A red mist formed around her. Power blossomed in her chest, a bittersweet burgeoning of pure strength that made the earlier reservoir seem like a candle beneath the sun. The red cloud grew as she continued to pull on the blood. The marsaisi burst up from the sand, twisting and writhing in a great and terrible pain.

Lhaurel stared at it without pity, ignoring its flailing body and the waves of sand that flew in the air and were blasted away from her by the screaming wind. She reached out to the blood within it. Reached out to and drained it from the creature’s body. And as she did, the power within her grew, grew to a strength that she simply could not contain. The wind screamed around her, whipping up dust. A scream of pure agony and terror and ecstasy ripped from her throat. The red cloud of blood and sand grew and thickened until she was hidden within it, a pool of red that bubbled and hissed as if it were steaming.

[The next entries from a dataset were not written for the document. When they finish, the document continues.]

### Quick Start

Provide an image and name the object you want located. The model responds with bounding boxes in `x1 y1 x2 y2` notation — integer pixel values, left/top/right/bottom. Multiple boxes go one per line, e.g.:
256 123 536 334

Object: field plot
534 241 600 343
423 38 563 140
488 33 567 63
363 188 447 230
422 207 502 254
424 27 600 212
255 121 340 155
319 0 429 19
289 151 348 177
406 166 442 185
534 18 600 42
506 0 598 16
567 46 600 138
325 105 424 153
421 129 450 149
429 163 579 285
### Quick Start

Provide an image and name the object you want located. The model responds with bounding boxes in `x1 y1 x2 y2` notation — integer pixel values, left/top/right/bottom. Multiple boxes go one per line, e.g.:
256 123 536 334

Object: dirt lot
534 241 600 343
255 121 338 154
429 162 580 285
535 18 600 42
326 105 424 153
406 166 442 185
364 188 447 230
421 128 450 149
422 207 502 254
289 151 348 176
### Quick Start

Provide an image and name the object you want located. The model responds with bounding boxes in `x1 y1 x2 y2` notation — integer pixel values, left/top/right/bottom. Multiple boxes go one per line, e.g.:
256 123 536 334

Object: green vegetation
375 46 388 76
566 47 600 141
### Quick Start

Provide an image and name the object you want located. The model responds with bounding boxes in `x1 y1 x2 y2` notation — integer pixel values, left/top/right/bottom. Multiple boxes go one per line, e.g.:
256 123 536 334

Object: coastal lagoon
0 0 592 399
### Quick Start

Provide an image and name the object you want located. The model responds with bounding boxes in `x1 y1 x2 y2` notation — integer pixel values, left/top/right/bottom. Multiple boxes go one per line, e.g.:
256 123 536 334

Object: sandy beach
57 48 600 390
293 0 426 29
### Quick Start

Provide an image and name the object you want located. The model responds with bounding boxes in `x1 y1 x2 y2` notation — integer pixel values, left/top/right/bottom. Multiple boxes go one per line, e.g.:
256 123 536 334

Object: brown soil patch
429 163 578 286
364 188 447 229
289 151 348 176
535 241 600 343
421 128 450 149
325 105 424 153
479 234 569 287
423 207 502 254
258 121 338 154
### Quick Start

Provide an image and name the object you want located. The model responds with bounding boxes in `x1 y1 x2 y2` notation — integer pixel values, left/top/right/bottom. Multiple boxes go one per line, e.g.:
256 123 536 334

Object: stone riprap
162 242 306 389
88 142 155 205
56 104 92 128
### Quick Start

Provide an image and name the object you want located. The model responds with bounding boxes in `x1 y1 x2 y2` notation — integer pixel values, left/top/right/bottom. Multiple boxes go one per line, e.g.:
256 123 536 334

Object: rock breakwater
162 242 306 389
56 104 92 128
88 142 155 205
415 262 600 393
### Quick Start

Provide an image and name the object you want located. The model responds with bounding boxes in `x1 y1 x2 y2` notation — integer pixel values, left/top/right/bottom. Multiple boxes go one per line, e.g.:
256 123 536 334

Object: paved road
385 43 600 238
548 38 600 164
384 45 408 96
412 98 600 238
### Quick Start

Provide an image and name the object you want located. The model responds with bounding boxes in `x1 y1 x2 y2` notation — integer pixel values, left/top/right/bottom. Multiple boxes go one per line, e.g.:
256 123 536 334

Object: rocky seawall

The marsaisi seemed to shrink, the skin wrinkling and desiccating until all that remained was skin plastered against bone and a thick, plated skull. It flopped onto the sand and remained there, lifeless. A dozen sailfins burst from the sand, screeching toward her.

Kaiden landed in front of her, shards of metal flying from both his hands in a steely cloud. The metal shards whipped through the air, forming a protective ring around him and Lhaurel. Anything that got close was torn apart by the swirling metal, spraying the air with blood and bits of ragged flesh.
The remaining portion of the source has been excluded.